Robert’s influence can be felt in every issue of SCM, including the one you are reading now.

It was at the home of a Brooks representative in San Francisco that I saw my first auction catalog. I was enthralled by the aggressive, “take-no-prisoners” descriptions the auction house applied to the lots being offered.

I found most classic-car writing insipid and repetitive. (Yes, we all agree that disc brakes on the D-type were revolutionary; do we need to read about it again?) With the Brooks catalog, every car was magnificent and important, surely the best example of this model ever to put wheel to tarmac!

That purple prose motivated me to set up a counterpoint by our SCM experts — hence our profile format came to be. We have used it for 35 years, the auction company description followed by our analysis.

Robert believed in SCM. I routinely benefited from his counsel when we would chat about our businesses. He encouraged me to start the SCM Platinum Auction Database to track auction results; it now contains more than 375,000 transactions.

More recently, Bonhams provided me with an ultimate father-daughter experience. In spring 2014, I was about to lead a Land Rover group across central Oregon, driving my D90 turbo-diesel.

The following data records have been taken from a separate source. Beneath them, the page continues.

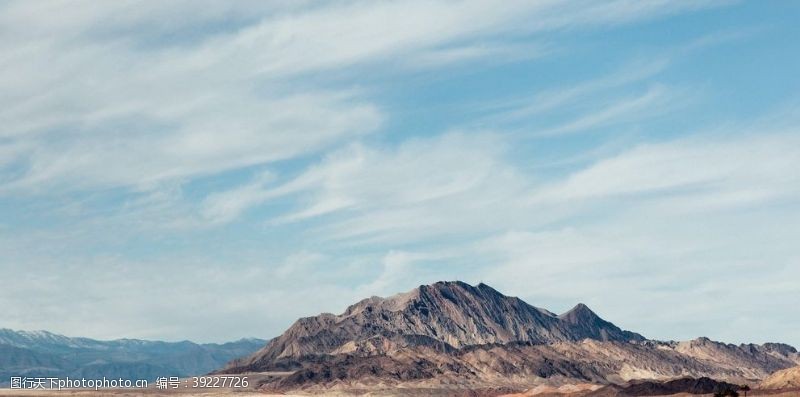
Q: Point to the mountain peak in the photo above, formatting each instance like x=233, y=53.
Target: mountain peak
x=443, y=315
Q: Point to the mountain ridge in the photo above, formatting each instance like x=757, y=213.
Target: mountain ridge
x=455, y=335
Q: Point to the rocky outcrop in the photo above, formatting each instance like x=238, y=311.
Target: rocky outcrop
x=456, y=336
x=449, y=314
x=785, y=379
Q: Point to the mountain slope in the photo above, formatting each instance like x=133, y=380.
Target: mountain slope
x=785, y=379
x=453, y=335
x=41, y=353
x=447, y=314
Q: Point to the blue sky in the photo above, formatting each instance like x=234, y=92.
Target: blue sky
x=209, y=171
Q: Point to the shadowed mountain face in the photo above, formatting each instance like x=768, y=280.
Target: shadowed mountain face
x=45, y=354
x=446, y=314
x=473, y=337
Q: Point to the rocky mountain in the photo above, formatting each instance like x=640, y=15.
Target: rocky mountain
x=448, y=315
x=41, y=353
x=785, y=379
x=667, y=388
x=451, y=335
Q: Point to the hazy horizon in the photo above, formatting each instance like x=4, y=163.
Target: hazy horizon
x=205, y=171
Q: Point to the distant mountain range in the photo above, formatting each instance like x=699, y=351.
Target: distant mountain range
x=41, y=353
x=451, y=335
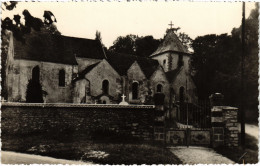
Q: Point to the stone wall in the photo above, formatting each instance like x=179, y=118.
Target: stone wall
x=135, y=74
x=21, y=73
x=79, y=119
x=159, y=77
x=225, y=126
x=231, y=126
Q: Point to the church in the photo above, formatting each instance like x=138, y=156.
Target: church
x=78, y=70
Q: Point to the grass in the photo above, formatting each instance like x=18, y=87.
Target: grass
x=97, y=152
x=234, y=154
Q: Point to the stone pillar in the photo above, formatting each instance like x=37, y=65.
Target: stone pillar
x=231, y=126
x=217, y=126
x=224, y=123
x=216, y=101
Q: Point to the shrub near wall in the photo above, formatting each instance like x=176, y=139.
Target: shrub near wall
x=89, y=122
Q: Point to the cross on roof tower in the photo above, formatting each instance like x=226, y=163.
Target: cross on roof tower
x=171, y=24
x=174, y=29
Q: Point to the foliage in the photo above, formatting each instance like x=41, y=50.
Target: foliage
x=185, y=40
x=146, y=45
x=217, y=64
x=251, y=148
x=19, y=30
x=34, y=92
x=132, y=44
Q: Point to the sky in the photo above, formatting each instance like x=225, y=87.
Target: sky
x=114, y=19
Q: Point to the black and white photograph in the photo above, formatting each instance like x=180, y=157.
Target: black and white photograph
x=129, y=82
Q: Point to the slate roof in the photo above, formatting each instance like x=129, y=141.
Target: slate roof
x=41, y=46
x=172, y=74
x=87, y=69
x=170, y=43
x=122, y=62
x=82, y=74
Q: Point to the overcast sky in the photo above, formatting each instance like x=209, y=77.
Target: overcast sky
x=113, y=19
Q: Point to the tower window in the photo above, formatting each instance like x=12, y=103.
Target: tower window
x=164, y=61
x=105, y=86
x=181, y=94
x=159, y=88
x=180, y=61
x=36, y=74
x=135, y=90
x=62, y=78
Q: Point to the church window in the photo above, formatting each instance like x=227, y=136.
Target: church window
x=159, y=88
x=180, y=60
x=135, y=90
x=105, y=86
x=62, y=78
x=181, y=94
x=36, y=74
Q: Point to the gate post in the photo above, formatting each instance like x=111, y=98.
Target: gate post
x=216, y=101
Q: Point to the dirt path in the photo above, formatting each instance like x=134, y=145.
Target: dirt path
x=20, y=158
x=199, y=155
x=252, y=130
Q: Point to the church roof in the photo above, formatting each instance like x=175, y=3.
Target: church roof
x=171, y=43
x=42, y=46
x=122, y=62
x=171, y=75
x=87, y=69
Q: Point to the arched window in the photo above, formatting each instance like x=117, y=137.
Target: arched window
x=159, y=88
x=105, y=86
x=181, y=94
x=62, y=78
x=135, y=90
x=36, y=74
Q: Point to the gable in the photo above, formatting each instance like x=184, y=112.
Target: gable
x=159, y=74
x=103, y=68
x=135, y=72
x=171, y=43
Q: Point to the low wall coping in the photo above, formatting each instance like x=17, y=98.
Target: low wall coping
x=16, y=104
x=220, y=108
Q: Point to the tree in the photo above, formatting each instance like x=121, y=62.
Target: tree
x=19, y=30
x=215, y=61
x=217, y=64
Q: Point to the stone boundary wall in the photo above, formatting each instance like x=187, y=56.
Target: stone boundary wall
x=79, y=119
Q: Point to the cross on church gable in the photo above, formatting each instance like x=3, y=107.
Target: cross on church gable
x=171, y=24
x=174, y=29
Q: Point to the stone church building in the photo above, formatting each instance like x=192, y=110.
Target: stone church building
x=77, y=70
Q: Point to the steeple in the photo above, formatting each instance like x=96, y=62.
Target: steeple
x=171, y=43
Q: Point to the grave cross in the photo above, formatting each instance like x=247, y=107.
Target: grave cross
x=123, y=97
x=171, y=24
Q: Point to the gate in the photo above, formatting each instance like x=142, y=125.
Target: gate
x=187, y=137
x=192, y=125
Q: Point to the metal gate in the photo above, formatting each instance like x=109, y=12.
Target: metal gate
x=192, y=125
x=188, y=137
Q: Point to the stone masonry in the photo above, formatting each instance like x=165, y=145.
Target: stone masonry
x=224, y=123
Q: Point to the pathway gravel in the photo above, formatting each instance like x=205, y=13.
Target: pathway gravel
x=20, y=158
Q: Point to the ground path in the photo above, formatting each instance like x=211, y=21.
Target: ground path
x=199, y=155
x=202, y=155
x=20, y=158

My cell phone rang. It was Malcolm Barber, co-chairman of Bonhams, asking me if I could please join them in four days at their London headquarters on New Bond Street. They were celebrating an anniversary and they would like me to be there. As a sweetener, I could bring my daughter Alexandra along, and they would put us up at the Royal Automobile Club.

A few days later, Alex and I were off, business-class to London.

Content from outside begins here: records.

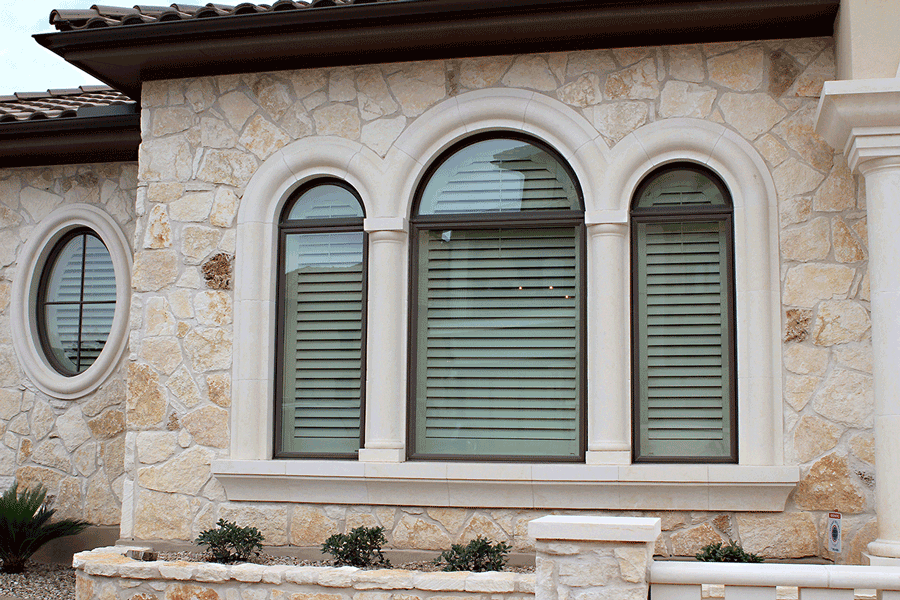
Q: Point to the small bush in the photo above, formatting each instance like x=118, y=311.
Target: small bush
x=25, y=526
x=359, y=548
x=722, y=553
x=228, y=542
x=478, y=555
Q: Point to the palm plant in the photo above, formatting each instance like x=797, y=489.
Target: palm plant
x=25, y=526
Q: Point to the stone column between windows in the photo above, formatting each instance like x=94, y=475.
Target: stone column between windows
x=386, y=342
x=863, y=118
x=608, y=319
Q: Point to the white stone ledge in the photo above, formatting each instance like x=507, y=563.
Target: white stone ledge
x=511, y=485
x=846, y=577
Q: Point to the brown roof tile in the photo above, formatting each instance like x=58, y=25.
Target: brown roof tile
x=114, y=16
x=32, y=106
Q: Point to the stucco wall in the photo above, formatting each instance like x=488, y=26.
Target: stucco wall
x=74, y=447
x=205, y=138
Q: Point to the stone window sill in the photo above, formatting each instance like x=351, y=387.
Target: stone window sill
x=491, y=485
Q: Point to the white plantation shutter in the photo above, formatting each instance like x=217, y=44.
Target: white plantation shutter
x=498, y=325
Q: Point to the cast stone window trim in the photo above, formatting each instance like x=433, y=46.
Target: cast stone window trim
x=31, y=265
x=608, y=180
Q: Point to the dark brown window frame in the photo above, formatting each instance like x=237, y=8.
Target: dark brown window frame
x=683, y=214
x=286, y=227
x=494, y=220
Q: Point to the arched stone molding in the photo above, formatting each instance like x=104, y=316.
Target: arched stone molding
x=31, y=266
x=760, y=426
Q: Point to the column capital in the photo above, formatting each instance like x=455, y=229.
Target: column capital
x=861, y=118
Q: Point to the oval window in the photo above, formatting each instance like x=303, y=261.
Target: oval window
x=76, y=301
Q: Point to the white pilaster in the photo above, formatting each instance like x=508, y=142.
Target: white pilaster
x=386, y=342
x=609, y=376
x=862, y=118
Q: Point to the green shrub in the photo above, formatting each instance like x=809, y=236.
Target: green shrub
x=722, y=553
x=228, y=542
x=478, y=555
x=25, y=526
x=359, y=548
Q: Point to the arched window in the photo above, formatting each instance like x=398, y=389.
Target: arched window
x=76, y=301
x=321, y=315
x=498, y=299
x=683, y=324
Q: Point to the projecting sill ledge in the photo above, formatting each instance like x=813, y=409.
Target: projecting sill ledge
x=492, y=485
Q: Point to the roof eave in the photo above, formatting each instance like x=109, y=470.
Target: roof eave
x=73, y=140
x=126, y=56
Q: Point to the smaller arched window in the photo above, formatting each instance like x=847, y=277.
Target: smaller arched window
x=683, y=323
x=321, y=315
x=76, y=301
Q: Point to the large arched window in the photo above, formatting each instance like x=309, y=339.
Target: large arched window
x=321, y=316
x=498, y=299
x=683, y=323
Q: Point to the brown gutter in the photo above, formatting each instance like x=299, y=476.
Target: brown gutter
x=126, y=56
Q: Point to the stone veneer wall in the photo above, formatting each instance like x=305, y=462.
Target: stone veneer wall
x=74, y=447
x=204, y=138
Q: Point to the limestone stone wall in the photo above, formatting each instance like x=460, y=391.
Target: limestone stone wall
x=204, y=138
x=74, y=447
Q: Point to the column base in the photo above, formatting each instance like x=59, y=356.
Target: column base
x=382, y=455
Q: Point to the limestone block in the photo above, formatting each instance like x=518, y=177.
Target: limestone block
x=686, y=63
x=634, y=83
x=262, y=138
x=198, y=242
x=813, y=437
x=839, y=322
x=213, y=308
x=271, y=520
x=793, y=177
x=310, y=526
x=689, y=542
x=530, y=72
x=145, y=402
x=161, y=353
x=741, y=70
x=780, y=535
x=154, y=270
x=209, y=349
x=231, y=167
x=846, y=397
x=829, y=486
x=108, y=425
x=219, y=388
x=208, y=425
x=171, y=120
x=805, y=360
x=413, y=532
x=338, y=119
x=72, y=429
x=584, y=91
x=237, y=108
x=806, y=284
x=681, y=99
x=846, y=248
x=806, y=243
x=185, y=389
x=482, y=72
x=616, y=120
x=187, y=473
x=379, y=135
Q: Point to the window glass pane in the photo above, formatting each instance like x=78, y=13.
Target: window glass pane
x=681, y=187
x=499, y=176
x=498, y=342
x=322, y=333
x=78, y=303
x=326, y=201
x=683, y=337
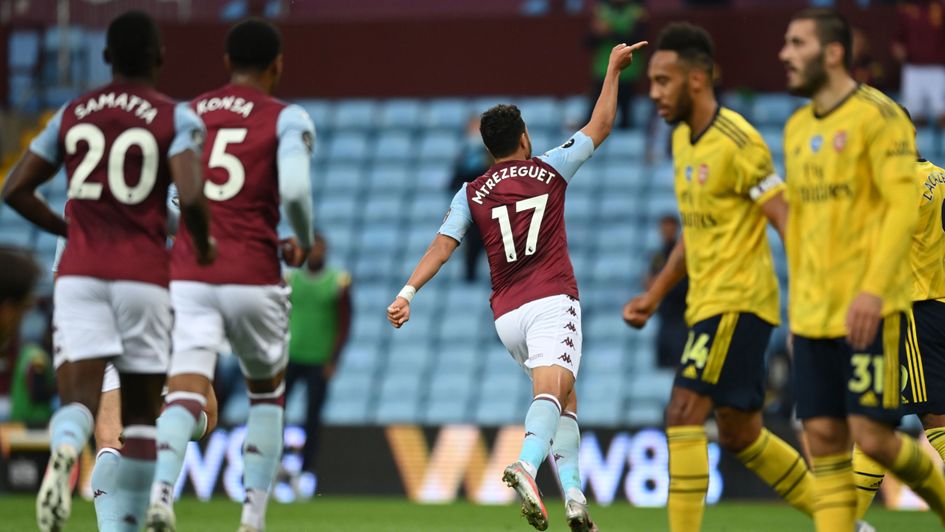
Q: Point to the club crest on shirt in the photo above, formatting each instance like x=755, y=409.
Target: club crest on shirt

When we arrived at Bonhams, everyone was wearing their best Cheshire cat smiles. Robert turned to me and said, “You know, we really didn’t bring you here for an anniversary. We’re announcing tonight that we are selling Ferrari GTO s/n 3851GT at no reserve in Monterey this year. We wanted to give you an exclusive on breaking the news.”

I recall calling SCM World Headquarters and asking for an e-blast to be sent out immediately with the news and the exclusive photos I had just taken. The car sold that August for a then-world-record of $38.1m.

These reminiscences barely scratch the surface of capturing the great influence Robert had on SCM and the collector-car hobby. Thank you, Robert, for your vision and your friendship.